C'est long, un vol de quatre heures trente. Ça donne le temps, par contre, de lire tous les cahiers de résolutions d'un congrès, ce que j'ai fait, méticuleusement, mercredi soir en prévision du grand rassemblement conservateur de la fin de semaine à Calgary.

Curieusement, ce n'est pas tant ce que j'ai lu qui m'a le plus étonné, mais plutôt ce qui ne se trouve pas dans ces cahiers définissant l'ordre du jour du congrès.

Sur les 100 pages bien tassées de résolutions, pas une seule fois n'apparaît le mot «Sénat». Il est vrai que ces résolutions ont été colligées au printemps dernier en prévision du congrès qui devait originellement avoir lieu fin juin (reporté pour cause d'inondation), mais il s'est passé beaucoup de choses depuis à la Chambre haute et il est cocasse de ne point en trouver la moindre trace.

Le Sénat, c'est l'éléphant dans la chambre à coucher du Parti conservateur. Il est là, énorme, dérangeant, grotesque aussi, souvent, mais personne n'en parle. Du moins, pas officiellement, parce qu'en coulisse, tous les militants et députés ne parlent que de ça.

La grande question qui obsède les conservateurs est de savoir quel impact auront ces histoires sénatoriales sur l'humeur de l'électorat et combien de temps il durera.

Le lieutenant de Stephen Harper en Alberta, Jason Kenney, a bien vite tenté de balayer cette embarrassante affaire d'un revers de main, mercredi, en affirmant que la presse parlementaire est «obsédée par ces histoires, mais que la vie démocratique est beaucoup plus vaste et qu'il ne faut pas perdre les raisons pour lesquelles on s'engage en politique».

Sa collègue Michelle Rempel, députée de Calgary et elle aussi ministre, a pour sa part reconnu que le sujet serait omniprésent dans l'esprit des délégués et planerait certainement au-dessus du congrès. «Mais je pense que les délégués appuieront massivement la volonté de Stephen Harper de punir les sénateurs fautifs et, à la fin, c'est de la réforme du Sénat qu'ils voudront discuter.»

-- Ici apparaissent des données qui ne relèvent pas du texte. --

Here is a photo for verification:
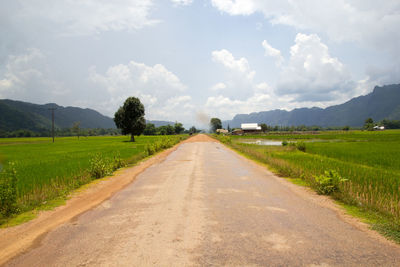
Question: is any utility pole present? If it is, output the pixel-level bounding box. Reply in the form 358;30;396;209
49;108;57;143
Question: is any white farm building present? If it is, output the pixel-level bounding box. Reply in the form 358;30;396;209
240;123;261;132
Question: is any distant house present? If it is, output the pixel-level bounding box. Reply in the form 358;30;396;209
374;125;385;131
232;129;244;135
216;129;229;134
240;123;261;133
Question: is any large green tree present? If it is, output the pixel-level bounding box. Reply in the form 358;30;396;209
174;122;185;134
114;97;146;142
210;118;222;133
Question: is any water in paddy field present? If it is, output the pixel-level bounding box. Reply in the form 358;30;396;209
241;140;282;146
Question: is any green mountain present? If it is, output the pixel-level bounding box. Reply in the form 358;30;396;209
0;99;115;131
223;84;400;128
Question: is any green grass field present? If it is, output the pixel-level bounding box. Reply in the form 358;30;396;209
0;136;185;221
219;130;400;222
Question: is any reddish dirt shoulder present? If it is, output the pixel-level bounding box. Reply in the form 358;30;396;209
0;135;200;265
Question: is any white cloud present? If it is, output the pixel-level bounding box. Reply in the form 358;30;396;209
16;0;157;35
211;0;257;15
210;83;226;91
0;48;67;103
262;40;284;66
89;61;194;122
211;0;400;57
212;49;255;79
171;0;193;6
276;33;353;102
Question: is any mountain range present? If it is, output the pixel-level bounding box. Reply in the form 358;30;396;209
0;84;400;131
222;84;400;128
0;99;174;132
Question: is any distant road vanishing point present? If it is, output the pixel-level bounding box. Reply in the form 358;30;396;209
5;135;400;266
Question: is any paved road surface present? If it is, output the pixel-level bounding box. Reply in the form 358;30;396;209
7;137;400;266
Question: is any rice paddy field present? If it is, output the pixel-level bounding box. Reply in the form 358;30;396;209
217;130;400;225
0;135;185;221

Peut-être, en effet, que certains saisiront cette crise politique pour relancer le débat sur la réforme, voire l'abolition de la Chambre haute, mais cela ne fera que rappeler que malgré ses promesses répétées, Stephen Harper n'a pas réussi à entreprendre les changements tant attendus au Sénat.

Non seulement la réforme n'est-elle pas venue, mais le chef conservateur a lui-même contribué à détériorer encore davantage l'image déjà ternie de cette institution en nommant des personnages controversés, des organisateurs conservateurs, des attachés politiques et des candidats défaits aux élections, en utilisant certains sénateurs à des fins partisanes, en fermant les yeux sur des pratiques douteuses. Son rôle, par ailleurs, dans l'affaire Duffy-Wright reste à ce jour mystérieux et sa défense, peu convaincante.

Sa gestion de la crise, en outre, a été lamentable, ses explications évoluant de jour en jour, sans qu'il soit capable de remettre le couvercle sur la marmite. M. Harper voulait taper sur les doigts des trois sénateurs visés, question de démontrer qu'il ne rigole pas avec l'intégrité. Raté. En plus, et c'est peut-être ça le plus grave, le premier ministre n'a rien proposé pour mettre de l'ordre dans la maison. Il n'a pas de plan B.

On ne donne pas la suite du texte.